Safe on shore
The live bait squad, they’d called the patrol. Three knackered cruisers. 2,200 men. Lots of them coastguards, newly mobilised by those fools at the admiralty.
Creating the Centena
In researching the information used here, I’ve visited Donegal, dug into family papers, and, of course, interrogated the internet.
The narrator is Robert Henry (Harry) Turner, my great-grandfather. From 1905 and throughout the First World War, Harry served as a coastguard signalman in Donegal. Handed-down memories and postcards place him at Malin Head Coastguard Station during much of that time. A photo showing Harry and colleagues outside the Buncrana coastguard cottages suggests he was also stationed in Buncrana at some point. (I’d thought the picture was taken at Malin Head. On visiting, I discovered this wasn’t the case).
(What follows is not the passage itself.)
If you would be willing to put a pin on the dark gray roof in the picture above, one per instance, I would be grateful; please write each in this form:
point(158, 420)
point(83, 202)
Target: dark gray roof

Harry joined the navy in 1894, age 16. When the 12 years he’d signed up for ended, he was – according to family anecdote – ready to settle down in Portsmouth with his wife Gertie using the money he’d been sending home. But finding his parents had spent his savings on his sister, he had little choice but to re-enlist. Fortunately for Gertie, Harry had served long enough to request a shore posting. Though what she felt about moving (with baby) to the wilds of 1900s Donegal is not recorded. And as an English family in Ireland in the years preceding the Easter Rising, they may not have been warmly welcomed.
At first, Harry would have worked at the original Malin Head signal station, high on the cliffs at Ireland’s most northerly point. In 1913, the station moved to the slightly-less remote building that still houses the Malin Head Coast Guard Radio Service today.
Wireless telegraphy equipment had been installed at Malin Head in 1902, making it the world’s first coastguard radio station. Messages were sent via Morse Code, received as a series of buzzes. A dedicated wavelength meant any ship or land station could receive emergency messages and respond.
All three ships were sunk by a single U-boat on the morning of September 20th 2014. With over 1,450 lives lost, the disaster was – and still is – one of the worst in naval history.
I have no evidence Harry handled communications from the patrol. But if he was on watch that morning, he would certainly have been aware of the messages. And I’d be willing to bet he was no stranger to O’Grady’s – the former name (according to a local) of what is now the Sea View Tavern.
So though the story’s written as fiction, it might just be true.
The Turners returned home in 1919. Harry later captained a naval tug in the evacuation of Dunkirk.